初恋
「あいつがキャプテンに選ばれたの、
そこも含まれてんだろうな」
誰よりも、周り状況を把握できるところ。
話して相手の性格とかが何となく理解でるところとか・・・
「お前さっきから1人言多くね?」
近くで話をかけられて俺は、
現実の世界に戻ってくる。
「んだ、裕大か」
「何だって何だよ!!
はい、俺、今の言葉で傷ついた!」
「悪かったって・・・汗。
そんな風に言わなくてもいいだろ?」
頬を膨らませながら、
まるで母ちゃんにお菓子買わないって言われた時の子どものような顔をする裕大を見て微笑ましく思う俺。
「ま、そんなことは冗談で・・・」
「俺・・・お前についていける自信ねぇ・・・」
「まぁまぁ!
今日、新人戦のメンバー決まったからこの後、
さっきの続きやって終わったらミーティングだってさ。
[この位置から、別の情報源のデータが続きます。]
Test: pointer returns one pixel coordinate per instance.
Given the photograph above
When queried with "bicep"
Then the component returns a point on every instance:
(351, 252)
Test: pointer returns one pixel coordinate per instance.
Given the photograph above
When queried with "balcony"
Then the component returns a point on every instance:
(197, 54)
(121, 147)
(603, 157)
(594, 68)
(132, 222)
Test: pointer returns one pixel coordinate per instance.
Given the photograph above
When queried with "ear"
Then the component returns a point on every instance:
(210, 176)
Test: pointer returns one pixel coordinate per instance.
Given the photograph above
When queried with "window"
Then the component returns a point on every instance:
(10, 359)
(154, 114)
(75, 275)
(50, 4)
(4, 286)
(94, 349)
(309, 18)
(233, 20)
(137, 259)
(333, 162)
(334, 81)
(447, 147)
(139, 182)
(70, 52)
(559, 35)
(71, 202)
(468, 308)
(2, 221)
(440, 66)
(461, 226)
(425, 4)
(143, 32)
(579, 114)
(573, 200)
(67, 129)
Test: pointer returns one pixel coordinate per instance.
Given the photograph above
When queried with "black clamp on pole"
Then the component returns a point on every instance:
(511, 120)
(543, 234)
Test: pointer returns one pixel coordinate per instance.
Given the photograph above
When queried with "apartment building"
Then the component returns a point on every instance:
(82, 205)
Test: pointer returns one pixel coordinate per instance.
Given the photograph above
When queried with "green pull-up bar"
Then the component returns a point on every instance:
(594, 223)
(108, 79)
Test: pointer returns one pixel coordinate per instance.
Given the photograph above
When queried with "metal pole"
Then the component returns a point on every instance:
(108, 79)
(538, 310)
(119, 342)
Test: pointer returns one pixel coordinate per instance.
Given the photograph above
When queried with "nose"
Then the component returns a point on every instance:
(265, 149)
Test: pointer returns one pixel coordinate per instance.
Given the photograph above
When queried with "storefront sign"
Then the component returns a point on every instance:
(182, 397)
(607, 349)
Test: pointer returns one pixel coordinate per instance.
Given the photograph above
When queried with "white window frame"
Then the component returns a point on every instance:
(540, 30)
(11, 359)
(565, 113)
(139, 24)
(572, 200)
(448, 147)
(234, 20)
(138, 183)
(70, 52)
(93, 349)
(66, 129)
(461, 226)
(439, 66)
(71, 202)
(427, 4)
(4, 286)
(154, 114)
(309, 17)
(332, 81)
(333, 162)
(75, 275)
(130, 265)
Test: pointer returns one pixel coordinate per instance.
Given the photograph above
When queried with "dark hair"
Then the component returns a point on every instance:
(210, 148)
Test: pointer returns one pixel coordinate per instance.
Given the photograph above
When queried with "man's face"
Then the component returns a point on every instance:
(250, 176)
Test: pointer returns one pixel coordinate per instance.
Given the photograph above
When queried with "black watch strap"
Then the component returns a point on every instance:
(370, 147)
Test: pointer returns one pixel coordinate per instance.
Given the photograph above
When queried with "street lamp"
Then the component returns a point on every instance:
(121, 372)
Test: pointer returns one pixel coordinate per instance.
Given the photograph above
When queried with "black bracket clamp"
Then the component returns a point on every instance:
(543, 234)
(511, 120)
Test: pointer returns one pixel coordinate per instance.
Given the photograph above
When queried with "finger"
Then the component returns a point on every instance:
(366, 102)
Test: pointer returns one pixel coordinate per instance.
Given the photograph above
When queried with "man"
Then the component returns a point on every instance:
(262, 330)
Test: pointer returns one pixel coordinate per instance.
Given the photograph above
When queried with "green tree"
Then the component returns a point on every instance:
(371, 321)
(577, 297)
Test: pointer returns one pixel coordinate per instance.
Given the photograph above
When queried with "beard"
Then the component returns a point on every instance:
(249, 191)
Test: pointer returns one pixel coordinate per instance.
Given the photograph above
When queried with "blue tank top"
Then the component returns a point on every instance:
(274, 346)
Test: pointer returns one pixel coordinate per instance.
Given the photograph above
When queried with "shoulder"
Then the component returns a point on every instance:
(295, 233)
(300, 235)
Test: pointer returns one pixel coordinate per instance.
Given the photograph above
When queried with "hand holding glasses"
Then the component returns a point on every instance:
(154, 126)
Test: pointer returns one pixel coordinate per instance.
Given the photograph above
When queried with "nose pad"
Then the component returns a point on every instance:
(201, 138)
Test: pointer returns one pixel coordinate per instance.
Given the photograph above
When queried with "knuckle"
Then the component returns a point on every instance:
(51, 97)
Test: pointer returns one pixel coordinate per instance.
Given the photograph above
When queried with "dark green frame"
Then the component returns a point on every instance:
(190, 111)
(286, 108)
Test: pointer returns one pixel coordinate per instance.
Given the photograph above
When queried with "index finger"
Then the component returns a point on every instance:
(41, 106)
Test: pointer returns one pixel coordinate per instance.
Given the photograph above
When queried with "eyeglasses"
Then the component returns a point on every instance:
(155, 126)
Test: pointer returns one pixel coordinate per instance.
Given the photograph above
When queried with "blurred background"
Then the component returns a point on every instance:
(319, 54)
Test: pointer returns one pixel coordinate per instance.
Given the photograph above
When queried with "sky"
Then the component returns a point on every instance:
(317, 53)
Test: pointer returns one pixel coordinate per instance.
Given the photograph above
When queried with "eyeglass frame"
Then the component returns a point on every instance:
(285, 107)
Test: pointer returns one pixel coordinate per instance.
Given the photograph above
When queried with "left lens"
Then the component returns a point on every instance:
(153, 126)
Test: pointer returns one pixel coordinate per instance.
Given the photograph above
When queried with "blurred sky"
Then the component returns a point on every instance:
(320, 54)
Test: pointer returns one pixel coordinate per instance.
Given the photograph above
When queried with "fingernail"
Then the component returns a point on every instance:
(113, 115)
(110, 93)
」
「監督もう決めたんだ?」
「監督っつーか、ほぼ俺が決めた。」
監督は、裕大のことをめちゃくちゃ信頼している。
スタメンや、レギュラーを決める時にも、
裕大と相談して決めることが多い。
たまに俺も参戦して話し合いをするけど・・・
そんな裕大が俺は1年の時から羨ましかった。
何でも出来る奴で、
ほんとに憎いくらい羨ましかった。
けど、憎めない。
もっとこいつがナルシストとか、
自己中心的な奴だったらよかったのに。